Il termine "Liberazione" è volutamente usato in contrapposizione al termine "rinuncia" in quanto ogni passo verso una maggiore consapevolezza è di per se stesso una liberazione personale da vecchi schemi, luoghi comuni e falsi miti che bloccano la nostra naturale evoluzione ed inoltre minano alla nostra stessa salute e alla salute tutta dell'intero ecosistema.

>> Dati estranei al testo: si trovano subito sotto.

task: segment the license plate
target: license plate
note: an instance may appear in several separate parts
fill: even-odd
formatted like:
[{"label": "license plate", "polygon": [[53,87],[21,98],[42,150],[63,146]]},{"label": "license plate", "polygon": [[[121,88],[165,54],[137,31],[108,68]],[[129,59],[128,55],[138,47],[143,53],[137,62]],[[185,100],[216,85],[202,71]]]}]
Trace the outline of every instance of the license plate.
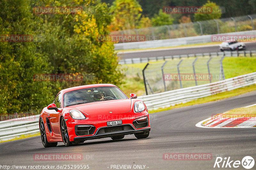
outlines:
[{"label": "license plate", "polygon": [[122,124],[122,120],[116,120],[116,121],[111,121],[111,122],[107,122],[107,125],[108,126]]}]

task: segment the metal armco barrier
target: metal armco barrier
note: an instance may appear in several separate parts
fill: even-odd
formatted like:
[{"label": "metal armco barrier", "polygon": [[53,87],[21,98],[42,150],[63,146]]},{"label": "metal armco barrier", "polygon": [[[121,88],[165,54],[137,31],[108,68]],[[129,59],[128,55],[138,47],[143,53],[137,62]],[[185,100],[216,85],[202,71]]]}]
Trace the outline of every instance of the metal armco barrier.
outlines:
[{"label": "metal armco barrier", "polygon": [[256,72],[210,83],[138,97],[149,109],[185,103],[238,88],[256,84]]},{"label": "metal armco barrier", "polygon": [[[192,100],[256,84],[256,72],[216,82],[139,96],[149,109],[169,107]],[[39,131],[39,115],[0,121],[0,141]]]},{"label": "metal armco barrier", "polygon": [[114,44],[115,50],[118,50],[132,49],[143,49],[150,48],[177,46],[181,45],[188,45],[198,43],[212,42],[212,37],[213,35],[255,35],[255,34],[256,34],[256,31],[252,30],[166,39],[120,43]]},{"label": "metal armco barrier", "polygon": [[182,54],[175,55],[168,55],[159,57],[143,57],[142,58],[136,58],[134,59],[128,59],[120,60],[119,60],[119,64],[136,64],[137,63],[147,63],[149,61],[156,61],[170,60],[175,59],[181,58],[188,58],[190,57],[223,56],[225,57],[238,57],[248,56],[252,57],[256,55],[256,51],[225,51],[223,52],[206,53],[198,53],[197,54]]}]

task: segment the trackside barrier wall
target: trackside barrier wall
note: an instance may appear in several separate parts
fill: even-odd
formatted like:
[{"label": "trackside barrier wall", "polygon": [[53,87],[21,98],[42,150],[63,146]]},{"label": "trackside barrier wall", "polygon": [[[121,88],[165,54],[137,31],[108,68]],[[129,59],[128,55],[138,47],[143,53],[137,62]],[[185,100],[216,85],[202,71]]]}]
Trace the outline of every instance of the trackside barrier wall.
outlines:
[{"label": "trackside barrier wall", "polygon": [[138,97],[149,109],[170,107],[256,84],[256,72],[212,83]]},{"label": "trackside barrier wall", "polygon": [[115,44],[114,45],[115,50],[116,50],[171,47],[181,45],[212,42],[212,37],[213,35],[255,35],[255,34],[256,34],[255,30],[248,31],[219,34],[214,35],[207,35],[166,39],[120,43]]},{"label": "trackside barrier wall", "polygon": [[[219,81],[139,96],[148,109],[159,108],[185,103],[192,100],[211,96],[256,84],[256,72]],[[39,115],[0,121],[0,141],[21,135],[39,131]]]},{"label": "trackside barrier wall", "polygon": [[[218,47],[216,47],[218,50]],[[133,59],[127,59],[120,60],[119,61],[119,64],[136,64],[148,62],[149,61],[156,61],[171,60],[174,59],[181,59],[181,58],[189,58],[195,57],[204,57],[206,56],[223,56],[225,57],[252,57],[256,55],[256,51],[225,51],[223,52],[206,53],[198,53],[197,54],[189,54],[177,55],[168,55],[159,57],[143,57],[142,58],[136,58]]]}]

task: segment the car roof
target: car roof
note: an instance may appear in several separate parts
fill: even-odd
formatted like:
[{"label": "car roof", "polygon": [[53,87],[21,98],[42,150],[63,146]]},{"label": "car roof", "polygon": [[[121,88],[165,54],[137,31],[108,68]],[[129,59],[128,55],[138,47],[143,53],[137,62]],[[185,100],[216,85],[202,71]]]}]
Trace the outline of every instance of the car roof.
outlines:
[{"label": "car roof", "polygon": [[88,84],[88,85],[84,85],[83,86],[76,86],[75,87],[70,87],[61,90],[59,93],[61,93],[62,94],[65,93],[67,92],[68,92],[76,90],[78,90],[79,89],[85,89],[86,88],[91,88],[92,87],[100,87],[103,86],[112,86],[116,87],[116,86],[114,84]]}]

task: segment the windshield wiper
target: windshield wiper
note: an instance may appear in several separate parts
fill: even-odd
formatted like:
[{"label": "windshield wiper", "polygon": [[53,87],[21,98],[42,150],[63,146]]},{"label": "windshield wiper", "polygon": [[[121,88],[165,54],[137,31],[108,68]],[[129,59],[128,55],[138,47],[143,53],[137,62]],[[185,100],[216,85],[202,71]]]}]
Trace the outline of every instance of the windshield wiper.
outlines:
[{"label": "windshield wiper", "polygon": [[84,101],[83,102],[78,102],[78,103],[71,104],[68,104],[68,105],[67,105],[67,106],[66,106],[66,107],[67,107],[68,106],[74,106],[74,105],[76,105],[77,104],[83,104],[84,103],[90,103],[90,102],[89,101]]},{"label": "windshield wiper", "polygon": [[100,101],[105,101],[105,100],[118,100],[119,99],[107,99],[103,100],[96,100],[96,101],[93,101],[93,102],[100,102]]}]

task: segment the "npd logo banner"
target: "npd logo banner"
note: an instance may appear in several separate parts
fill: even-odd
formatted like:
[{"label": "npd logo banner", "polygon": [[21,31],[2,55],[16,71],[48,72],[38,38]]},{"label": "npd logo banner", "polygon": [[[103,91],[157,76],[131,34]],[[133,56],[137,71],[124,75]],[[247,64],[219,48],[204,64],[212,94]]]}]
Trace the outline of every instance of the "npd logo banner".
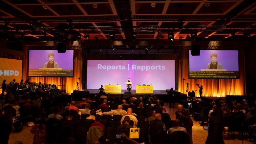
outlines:
[{"label": "npd logo banner", "polygon": [[13,79],[19,82],[21,80],[22,61],[0,58],[0,84],[4,79],[8,84]]}]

Come l'abitudine di cibarsi di un'altro essere vivente rappresenta l'idea di "Uccisione" ed il protrarsi dello stesso in tempi e modi diversi anche fra gli uomini stessi, così il consumo di latte e formaggi, uova, miele ed altri derivati da prodotti animali rappresenta il senso di "Prevaricazione".
Una mucca non offre il proprio latte spontaneamente così come l'ape non offre il proprio miele, l'uomo in realtà sfrutta l'animale prevaricandolo per rubarne un suo prodotto che comunque non gli è neppure salutare.
Abbracciare una filosofia di vita legata al veganesimo porta l'individuo ad un livello più profondo di comprensione della vita e della natura in quanto, chiudendo i rubinetti delle abitudini sbagliate ci si armonizza in maniera più completa con la Natura stessa.
Non solo liberazione dalla carne ma da ogni prodotto animale sempre creato attraverso lo sfruttamento a volte anche tinto da insensata crudeltà, difendere la natura in ogni suo aspetto rappresenta un atto ed un gesto di grande nobiltà d'animo e rispetto per la Vita tutta.